Critics on the Left have raised questions about what Palestinian workers think about BDS campaigns and whether they can inadvertently alienate some of the hundred thirty thousand Palestinians who work in Israel or its illegal settlements. Manal Shqair, an organizer with the Palestinian New Federation of Trade Unions explains why even workers whose employers are subject to boycotts support BDS:

Palestinian workers oppose the assumption that international support for the BDS movement might harm Palestinian workers who work for companies targeted by BDS. On the contrary: the dismantling of the Israeli settlement enterprise means that we Palestinians will be able to reclaim our land and natural resources. This, of course, will put an end to the exploitation of Palestinian workers by their Israeli employers. Any argument against this is an anti-worker argument.
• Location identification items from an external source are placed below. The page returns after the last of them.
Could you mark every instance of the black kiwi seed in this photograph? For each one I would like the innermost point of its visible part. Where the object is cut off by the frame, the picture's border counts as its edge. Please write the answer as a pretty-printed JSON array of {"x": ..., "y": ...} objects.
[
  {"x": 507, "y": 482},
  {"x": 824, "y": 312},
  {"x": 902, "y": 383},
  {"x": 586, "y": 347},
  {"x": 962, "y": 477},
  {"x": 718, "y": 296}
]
Another question often posed is whether the movement is effective. Although still small-scale, there are many examples of the impact BDS has already had in shifting public opinion on Israel and disrupting corporate investments in apartheid.
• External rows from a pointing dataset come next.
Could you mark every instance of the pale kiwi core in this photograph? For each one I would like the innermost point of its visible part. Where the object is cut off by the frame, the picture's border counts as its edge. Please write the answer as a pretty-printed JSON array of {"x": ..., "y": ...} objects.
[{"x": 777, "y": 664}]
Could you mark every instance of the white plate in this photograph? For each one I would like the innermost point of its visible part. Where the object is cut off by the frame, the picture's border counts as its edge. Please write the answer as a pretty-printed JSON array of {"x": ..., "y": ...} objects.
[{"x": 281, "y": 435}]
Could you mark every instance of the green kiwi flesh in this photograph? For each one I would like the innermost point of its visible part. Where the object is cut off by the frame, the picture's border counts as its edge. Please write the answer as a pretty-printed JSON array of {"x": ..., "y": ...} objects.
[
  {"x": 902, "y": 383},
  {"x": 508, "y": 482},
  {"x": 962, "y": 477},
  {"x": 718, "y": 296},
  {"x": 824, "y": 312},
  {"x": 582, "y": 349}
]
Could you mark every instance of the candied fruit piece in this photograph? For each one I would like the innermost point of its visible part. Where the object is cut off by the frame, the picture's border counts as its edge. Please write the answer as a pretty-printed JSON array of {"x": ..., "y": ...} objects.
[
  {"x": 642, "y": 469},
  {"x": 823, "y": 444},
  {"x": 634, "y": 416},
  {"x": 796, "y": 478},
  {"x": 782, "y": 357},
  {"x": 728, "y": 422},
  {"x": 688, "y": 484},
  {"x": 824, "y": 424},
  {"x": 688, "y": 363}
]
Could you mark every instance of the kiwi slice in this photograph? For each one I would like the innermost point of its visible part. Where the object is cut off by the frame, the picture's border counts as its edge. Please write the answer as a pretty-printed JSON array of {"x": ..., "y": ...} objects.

Its effectiveness and potential can also be gauged by the ruthless response it has triggered in Israel and its partners, who make BDS out as a powerful sweeping force, though the movement is not yet as robust and widespread as it has the potential to become. Supporters of Israel have spent a great deal of money and influence to marginalize, persecute, and threaten all those who engage in BDS campaigns.
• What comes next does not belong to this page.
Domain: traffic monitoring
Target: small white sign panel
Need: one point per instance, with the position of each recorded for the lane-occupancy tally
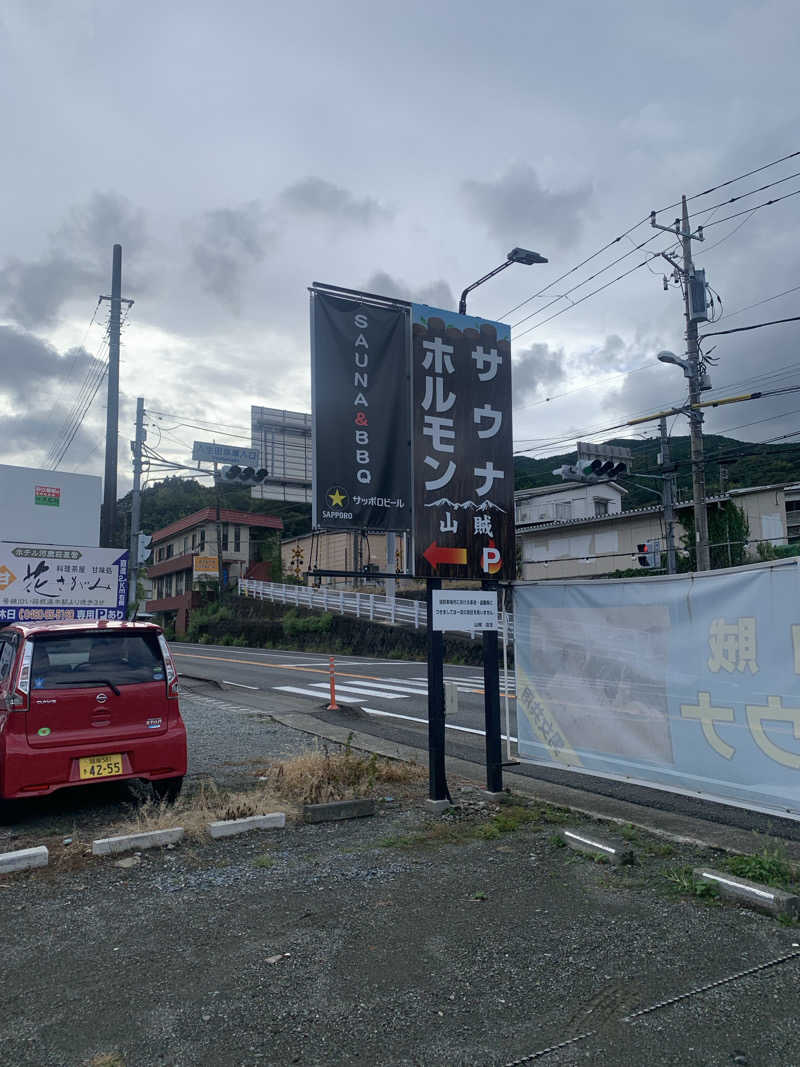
(464, 609)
Most famously, the late right-wing billionaire Sheldon Adelson’s Maccabee Task Force raised tens of millions of dollars to combat BDS on college campuses. It is also no coincidence that the online blacklist Canary Mission launched in 2015, around the same time BDS campaigns were introduced in several major colleges.

Anti-boycott laws targeting Palestine advocacy have been enacted in thirty states. In 2016, New York governor Andrew Cuomo took a page from the McCarthy-era playbook of blacklisting communists by signing an executive order directing NY state to keep a public register of organizations involved in boycotts of Israel — and mandated that all state agencies under his authority dissolve financial ties to those organizations.

This response to BDS suggests the massive impact the movement could have on capital flow to Israel. BDS is not merely about propagandizing or taking a moral stand. It’s about having an impact on material support for ongoing apartheid by pressuring governments and corporations to withdraw political and financial backing or else risk economic loss. For the United States in particular, BDS comes in the way of its vision for a united economic zone that integrates Israel into the Middle East economy.

Boycotts can work. The power of boycotts past and present is that they refuse to confine the movements they represent to the realm of humanitarian relief — they also demand accountability. Last week, Human Rights Watch released a 213-page report charging Israel with apartheid and crimes against humanity. It’s long past time to hold Israel accountable. BDS is a movement to disempower and defund such crimes — and that is a movement worth supporting.